Even though Paul, Barnabas, and Billy Graham aren’t with us on Earth, they left behind mighty ministries fueled by God.  In the Billy Graham book, James H. Landes said, “Billy believes in the local church.  He realizes that when he’s gone, the local church is that part of the body of Christ that must continue to edify and minister to those who are redeemed by the grace of our Lord Jesus Christ.

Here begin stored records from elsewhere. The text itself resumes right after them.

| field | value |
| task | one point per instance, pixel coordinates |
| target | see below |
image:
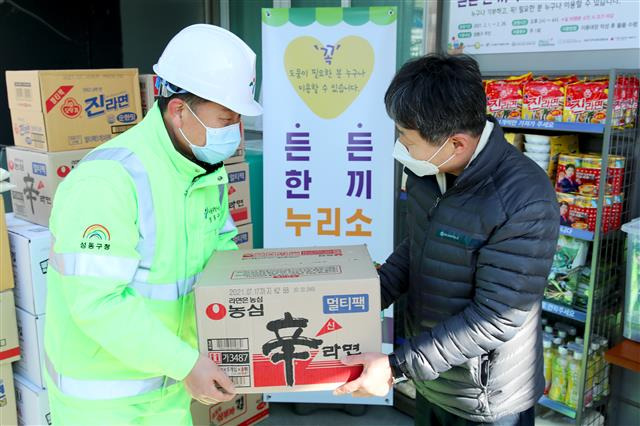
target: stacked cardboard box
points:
(9, 348)
(240, 196)
(280, 320)
(57, 116)
(243, 410)
(29, 246)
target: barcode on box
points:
(235, 370)
(286, 272)
(235, 344)
(241, 382)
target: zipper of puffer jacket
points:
(439, 199)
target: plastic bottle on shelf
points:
(547, 354)
(559, 376)
(574, 346)
(599, 371)
(548, 332)
(557, 342)
(593, 364)
(563, 335)
(573, 380)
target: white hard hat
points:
(214, 64)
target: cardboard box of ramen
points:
(9, 345)
(244, 239)
(36, 176)
(280, 320)
(243, 410)
(32, 403)
(239, 193)
(72, 109)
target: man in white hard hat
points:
(133, 226)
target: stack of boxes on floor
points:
(240, 197)
(9, 348)
(57, 118)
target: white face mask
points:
(220, 143)
(419, 167)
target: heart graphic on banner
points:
(328, 78)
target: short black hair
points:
(439, 96)
(189, 98)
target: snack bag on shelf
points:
(586, 102)
(504, 97)
(566, 178)
(543, 100)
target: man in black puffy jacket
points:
(482, 231)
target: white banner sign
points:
(328, 142)
(514, 26)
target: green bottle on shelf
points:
(559, 376)
(547, 354)
(573, 378)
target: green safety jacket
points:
(133, 226)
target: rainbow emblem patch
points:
(97, 232)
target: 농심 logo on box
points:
(345, 303)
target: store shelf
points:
(557, 407)
(580, 234)
(564, 311)
(552, 125)
(625, 355)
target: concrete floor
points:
(282, 414)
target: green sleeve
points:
(99, 299)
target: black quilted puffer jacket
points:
(475, 265)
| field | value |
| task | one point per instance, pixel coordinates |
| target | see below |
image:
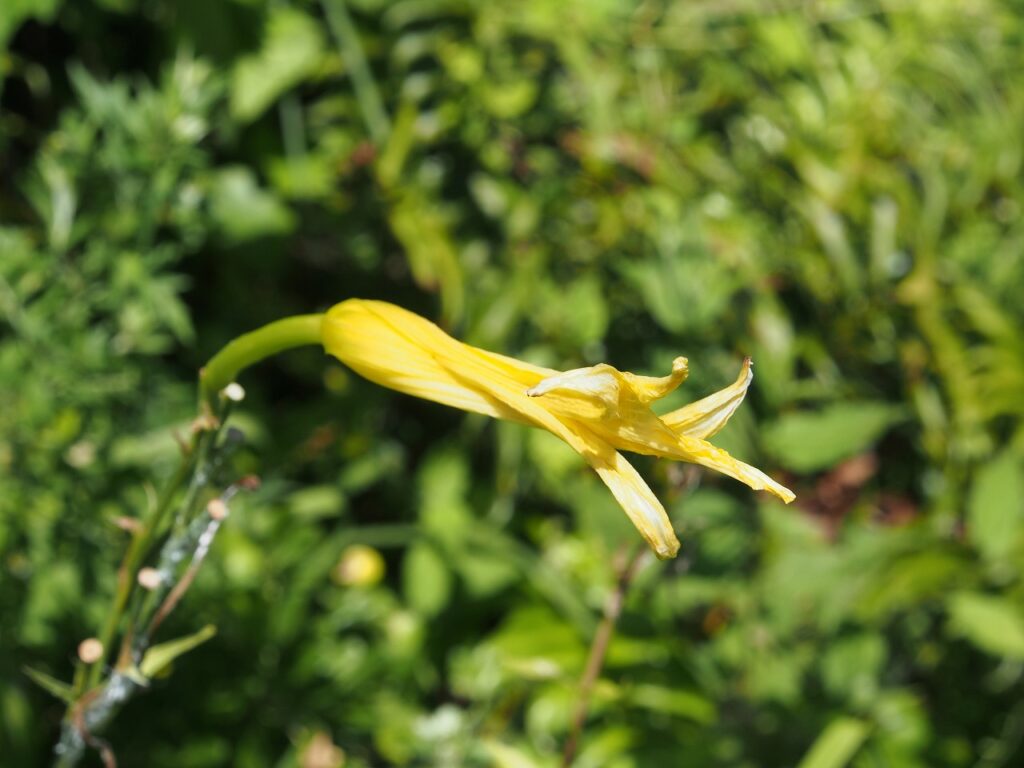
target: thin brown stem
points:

We’re the church.  We probably won’t reach as many people as Billy Graham or Paul, but we can at least take the extended baton and, as Paul conveyed, do our best in the race, striving for “the prize.”

Psalm 84:11-12

On a very rainy day earlier this month, I took our white, fluffy dog outside.  I held a large, black umbrella over him, but he didn’t seem to notice.  I followed him as he wandered around. He got a little wet, mostly on the fur near the top of his nose, which stuck out just beyond the perimeter of the umbrella.  He doesn’t like being wet and didn’t look happy, so when I got him inside and toweled him off, he was his happy self again.

Imagine God putting a shield of protection over the children of God, kind of like an umbrella.  We may whine about getting a little wet from the problems that come, but we don’t realize God’s actually keeping us from a downpour of problems.  God is our shield.


Philippians 4:6

One day last month, the kids and I were getting ready to go on a walk.  We were in our carport when I heard what sounded like a small bird’s wings fluttering fast above me.  I then looked up and saw a large dragonfly!  It was caught in the netting we use to discourage roosting.  The drab-looking dragonfly tried repeatedly to fly forward with its 3 1/2″(?) wingspan through a 1″ x 1″ wire square.  We love dragonflies, so I reached for a broom and gently moved the netting, revealing a way out.  After a short while, it realized freedom was actually behind it.  It buzzed out, went behind me for a moment, and then it was gone.  We like to think it was thankful.

That dragonfly had just one idea to solve a problem.  It only tried forward force to escape the netting.  But haven’t we all tried to pound a square peg into a round hole at times in our lives?

Whatever problems we may have or will have, God can help in ways we wouldn’t expect.  Philippians 4:6 says that no matter what problems we face, we need to pray with a thankful heart to God, presenting our requests.  God doesn’t want us to worry.